JJ pulls away from me, keeping his hands on my hips, "I'm not gonna go with you. I'll stay here, but I'm also staying yours. Always yours, okay?"

My expression sinks, noticed by him in an instant, and he brings his touch up to my cheek, "Okay. Can you just promise me one thing?"

"What is it?"

"Paint the shutters red," I form a half-smile, "would you do that? For me?"

JJ pivots his head back towards the farmhouse, staring at it for a generous second, then back to me, "Cherry red.
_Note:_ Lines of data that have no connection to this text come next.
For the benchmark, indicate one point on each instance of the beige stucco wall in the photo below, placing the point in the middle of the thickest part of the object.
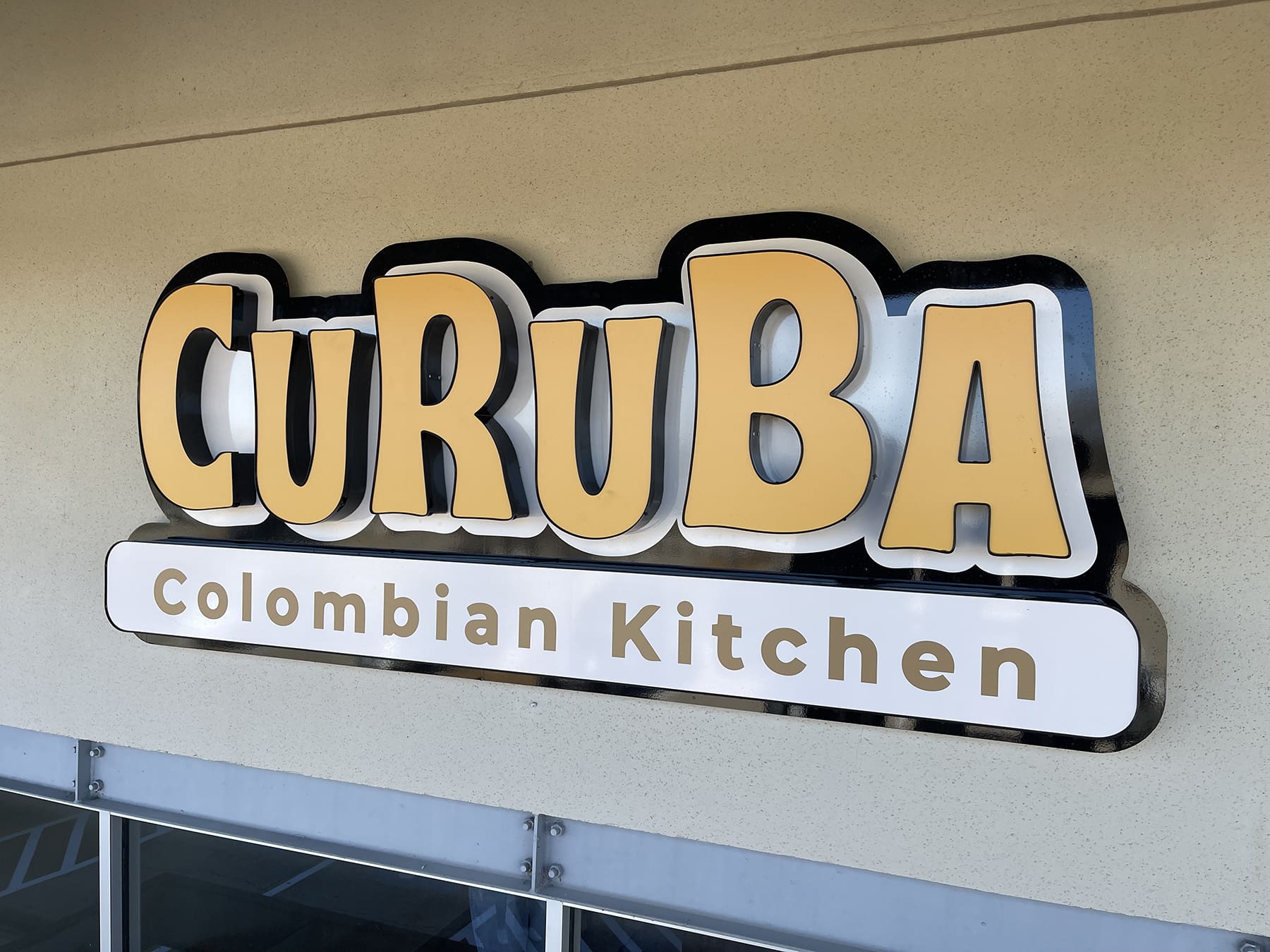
(1132, 147)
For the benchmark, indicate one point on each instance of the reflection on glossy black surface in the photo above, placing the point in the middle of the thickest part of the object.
(49, 880)
(206, 894)
(610, 933)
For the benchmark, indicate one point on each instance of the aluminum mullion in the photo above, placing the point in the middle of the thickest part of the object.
(119, 880)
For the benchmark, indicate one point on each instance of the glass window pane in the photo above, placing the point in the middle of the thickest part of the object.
(49, 881)
(209, 894)
(611, 933)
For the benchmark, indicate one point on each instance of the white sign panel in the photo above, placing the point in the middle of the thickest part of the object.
(1028, 664)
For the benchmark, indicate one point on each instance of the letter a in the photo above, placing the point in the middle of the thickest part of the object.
(1015, 484)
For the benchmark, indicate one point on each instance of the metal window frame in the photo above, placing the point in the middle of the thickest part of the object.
(762, 899)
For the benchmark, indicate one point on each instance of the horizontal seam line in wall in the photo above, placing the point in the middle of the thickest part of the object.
(652, 78)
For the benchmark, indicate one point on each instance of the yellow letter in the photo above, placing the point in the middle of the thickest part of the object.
(298, 485)
(1015, 482)
(412, 312)
(564, 358)
(169, 399)
(730, 296)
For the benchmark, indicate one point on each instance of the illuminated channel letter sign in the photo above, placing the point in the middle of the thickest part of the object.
(781, 475)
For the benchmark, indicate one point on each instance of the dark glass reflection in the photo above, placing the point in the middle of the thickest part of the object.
(206, 894)
(611, 933)
(49, 880)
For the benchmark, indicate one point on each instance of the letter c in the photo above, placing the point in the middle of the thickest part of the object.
(160, 582)
(771, 645)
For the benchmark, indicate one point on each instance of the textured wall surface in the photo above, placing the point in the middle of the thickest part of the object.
(1132, 147)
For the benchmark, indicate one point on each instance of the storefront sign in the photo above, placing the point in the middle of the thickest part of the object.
(782, 472)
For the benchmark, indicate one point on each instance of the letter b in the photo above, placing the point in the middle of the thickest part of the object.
(393, 603)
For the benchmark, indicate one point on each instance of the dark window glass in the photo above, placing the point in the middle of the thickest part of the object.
(49, 880)
(611, 933)
(207, 894)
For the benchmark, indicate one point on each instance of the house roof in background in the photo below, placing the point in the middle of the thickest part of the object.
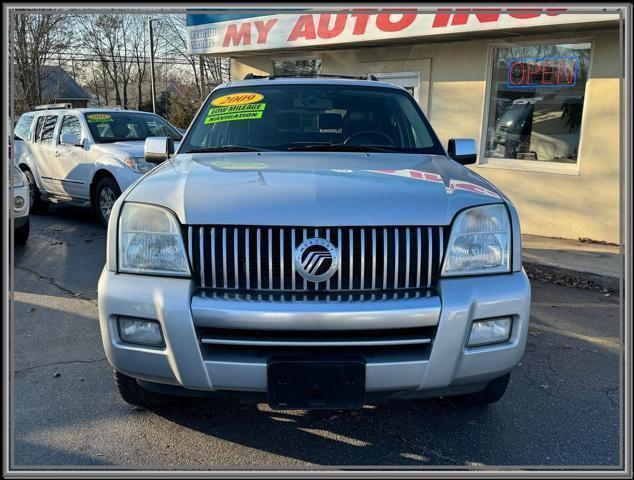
(57, 84)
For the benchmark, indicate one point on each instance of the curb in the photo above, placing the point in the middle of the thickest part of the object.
(572, 278)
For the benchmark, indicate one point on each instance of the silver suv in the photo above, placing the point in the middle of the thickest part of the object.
(311, 244)
(84, 156)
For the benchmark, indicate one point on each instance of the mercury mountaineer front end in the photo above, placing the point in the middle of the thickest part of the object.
(312, 245)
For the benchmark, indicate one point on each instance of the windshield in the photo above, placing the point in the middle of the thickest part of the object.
(127, 126)
(311, 117)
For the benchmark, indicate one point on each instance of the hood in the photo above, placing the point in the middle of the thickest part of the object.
(313, 188)
(134, 148)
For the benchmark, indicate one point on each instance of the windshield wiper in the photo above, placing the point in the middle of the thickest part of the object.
(225, 148)
(341, 147)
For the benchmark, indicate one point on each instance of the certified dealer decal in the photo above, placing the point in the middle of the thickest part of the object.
(236, 106)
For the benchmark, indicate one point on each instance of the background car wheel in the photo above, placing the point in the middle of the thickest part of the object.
(490, 394)
(21, 234)
(106, 193)
(37, 204)
(134, 394)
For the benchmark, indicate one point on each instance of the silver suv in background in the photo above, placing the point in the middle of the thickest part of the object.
(84, 156)
(312, 244)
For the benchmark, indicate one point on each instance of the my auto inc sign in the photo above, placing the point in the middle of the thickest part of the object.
(239, 33)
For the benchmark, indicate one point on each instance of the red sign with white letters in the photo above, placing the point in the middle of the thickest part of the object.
(308, 28)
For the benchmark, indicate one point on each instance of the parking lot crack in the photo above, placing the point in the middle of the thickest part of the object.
(52, 281)
(26, 369)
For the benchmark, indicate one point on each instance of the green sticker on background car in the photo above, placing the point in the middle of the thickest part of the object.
(250, 111)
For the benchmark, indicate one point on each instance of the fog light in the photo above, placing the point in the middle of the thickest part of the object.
(487, 332)
(140, 331)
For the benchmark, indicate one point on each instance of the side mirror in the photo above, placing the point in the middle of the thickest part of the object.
(70, 139)
(158, 149)
(463, 150)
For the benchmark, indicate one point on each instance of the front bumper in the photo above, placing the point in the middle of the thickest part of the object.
(446, 366)
(20, 215)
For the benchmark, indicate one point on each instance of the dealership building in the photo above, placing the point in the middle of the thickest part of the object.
(539, 90)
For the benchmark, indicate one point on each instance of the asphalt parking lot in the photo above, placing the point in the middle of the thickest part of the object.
(561, 408)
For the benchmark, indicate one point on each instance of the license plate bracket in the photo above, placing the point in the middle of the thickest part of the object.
(315, 383)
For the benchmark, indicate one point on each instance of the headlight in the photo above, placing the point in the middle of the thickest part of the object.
(480, 242)
(150, 241)
(138, 164)
(17, 177)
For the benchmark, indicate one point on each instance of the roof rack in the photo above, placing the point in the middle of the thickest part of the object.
(251, 76)
(53, 106)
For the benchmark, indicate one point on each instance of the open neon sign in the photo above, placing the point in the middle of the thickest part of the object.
(542, 72)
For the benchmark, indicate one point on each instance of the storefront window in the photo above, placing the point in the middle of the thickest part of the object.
(536, 102)
(310, 66)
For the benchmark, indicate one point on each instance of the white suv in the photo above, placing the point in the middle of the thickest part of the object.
(84, 156)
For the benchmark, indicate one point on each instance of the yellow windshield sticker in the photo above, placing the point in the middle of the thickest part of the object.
(251, 111)
(99, 117)
(237, 99)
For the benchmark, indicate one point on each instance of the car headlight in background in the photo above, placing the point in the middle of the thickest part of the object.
(17, 179)
(150, 241)
(138, 164)
(480, 242)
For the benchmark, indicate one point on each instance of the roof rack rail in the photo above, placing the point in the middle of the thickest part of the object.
(53, 106)
(251, 76)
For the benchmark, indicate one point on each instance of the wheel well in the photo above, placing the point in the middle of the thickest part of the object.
(99, 174)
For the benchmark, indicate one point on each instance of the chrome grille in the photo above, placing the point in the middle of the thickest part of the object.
(251, 258)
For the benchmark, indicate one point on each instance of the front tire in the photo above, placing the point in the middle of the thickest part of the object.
(106, 193)
(21, 234)
(494, 391)
(134, 394)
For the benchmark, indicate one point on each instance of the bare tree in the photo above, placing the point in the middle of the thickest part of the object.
(139, 46)
(207, 72)
(108, 37)
(37, 38)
Yeah, yeah I'm gonna do that."

"Pinky promise on it?" I hold my finger out for him.

"Pinky promise," he exhales, "and you. Promise you'll come looking for me, and the little red farmhouse."

"Pinky promise."

We sign off our exchange with a kiss, first against our fists and then our lips. With the image inserting permanently into my brain, I really could see it coming true. I won't force JJ into a life he doesn't want, be it college here or wherever. But what I am willing to do, is to force myself into the life he wants. I will admit it's the better of the two options, though there is still one issue at hand. Force.

It's only a matter of time until I get bored of this — because I always do — and thereby only so many moments until he's hurt. That's one thing I can't quite yet promise and so, without him noticing, I break our intertwined fingers away, and plaster on the same fake smile that I know can get me through this.